I came up across this question while self-studying combinatorics. I am supposed to derive a recurrence relation, however I am not sure how to approach or even start this problem. The order matters.

Answer 1

As Ross Millikan said in the comments, you're asking about integer compositions. If the order does not matter, the term is integer partitions.

The number of such compositions of $n$ that include no 2 is given by the recurrence $$a(n) = a(n-1) + a(n-2) + a(n-4)$$ for $n \ge 4$ with initial values $a(0) = a(1) = a(2) = 1$ and $a(3) = 2$, which is A005251 in the On-Line Encyclopedia of Integer Sequences.

The recurrence can be understood combinatorially: To build the desired compositions of $n$ from the previous sets,

(a) put $+1$ at the end of these compositions of $n-1$,

(b) make the last part of these compositions of $n-2$ longer by a length of 2 (e.g., $1+3 \mapsto 1+5$), and

(c) put $+4$ at the end of these compositions of $n-4$.

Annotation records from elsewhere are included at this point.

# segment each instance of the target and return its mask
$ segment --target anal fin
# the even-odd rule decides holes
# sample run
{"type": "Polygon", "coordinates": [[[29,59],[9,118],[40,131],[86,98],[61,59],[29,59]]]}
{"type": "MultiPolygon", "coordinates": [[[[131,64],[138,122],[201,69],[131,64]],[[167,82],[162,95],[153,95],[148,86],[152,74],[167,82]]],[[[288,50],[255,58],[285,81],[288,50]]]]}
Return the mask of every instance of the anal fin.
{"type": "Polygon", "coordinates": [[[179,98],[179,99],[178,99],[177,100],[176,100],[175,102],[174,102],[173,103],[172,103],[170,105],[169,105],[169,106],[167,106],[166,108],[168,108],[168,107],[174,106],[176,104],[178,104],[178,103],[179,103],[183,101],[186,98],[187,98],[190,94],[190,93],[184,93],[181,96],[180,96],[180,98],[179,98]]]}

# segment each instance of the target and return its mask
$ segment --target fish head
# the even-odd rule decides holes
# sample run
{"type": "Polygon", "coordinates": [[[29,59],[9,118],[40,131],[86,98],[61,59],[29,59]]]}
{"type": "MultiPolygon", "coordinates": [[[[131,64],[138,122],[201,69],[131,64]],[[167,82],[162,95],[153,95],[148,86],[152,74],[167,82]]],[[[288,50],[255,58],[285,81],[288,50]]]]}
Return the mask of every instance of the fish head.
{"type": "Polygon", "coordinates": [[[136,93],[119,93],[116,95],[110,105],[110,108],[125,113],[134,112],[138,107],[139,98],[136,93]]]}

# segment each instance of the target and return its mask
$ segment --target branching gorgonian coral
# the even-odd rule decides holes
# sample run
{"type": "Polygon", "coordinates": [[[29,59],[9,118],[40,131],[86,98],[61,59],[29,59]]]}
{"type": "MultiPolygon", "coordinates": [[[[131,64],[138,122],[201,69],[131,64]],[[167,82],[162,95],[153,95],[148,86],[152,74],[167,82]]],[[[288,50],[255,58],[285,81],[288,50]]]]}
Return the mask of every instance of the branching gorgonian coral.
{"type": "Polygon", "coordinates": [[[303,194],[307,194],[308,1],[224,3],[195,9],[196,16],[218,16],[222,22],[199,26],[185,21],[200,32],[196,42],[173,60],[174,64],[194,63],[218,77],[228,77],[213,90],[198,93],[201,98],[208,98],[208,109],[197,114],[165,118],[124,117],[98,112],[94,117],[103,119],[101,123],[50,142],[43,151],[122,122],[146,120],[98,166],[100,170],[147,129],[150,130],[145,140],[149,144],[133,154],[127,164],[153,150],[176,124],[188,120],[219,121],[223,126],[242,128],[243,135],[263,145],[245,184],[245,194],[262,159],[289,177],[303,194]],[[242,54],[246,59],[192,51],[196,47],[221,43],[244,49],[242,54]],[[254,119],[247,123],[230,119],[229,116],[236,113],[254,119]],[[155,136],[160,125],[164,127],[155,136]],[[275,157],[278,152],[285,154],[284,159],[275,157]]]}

Step (a) produces all of these compositions of $n$ that end with $+1$, step (b) makes the ones that end $+3$, $+5$, $+6$, etc., (not $+4$ since these compositions don't have any 2s), and (c) produces that ones that end with $+4$. There are a few routine details you might want to work out to show this describes a bijection.

Answer 2

Divide the ways to express a number $n$ into those that end in $1$ and those that do not. To express $n+1$ you can take an expression of $n$ and add $+1$ to it. If an expression does not end in $+1$ you can increase the last addend by $1$. If the expression ends in $+1$ you can change it to $+3$. You get a pair of coupled recurrences. Starting from $4=3+1$ you can go to $5=3+1+1$ or $6=3+3$. From $4=1+3$ you get $5=1+4$ and $5=1+3+1$. You should be able to convince yourself that every expression can be built up uniquely this way.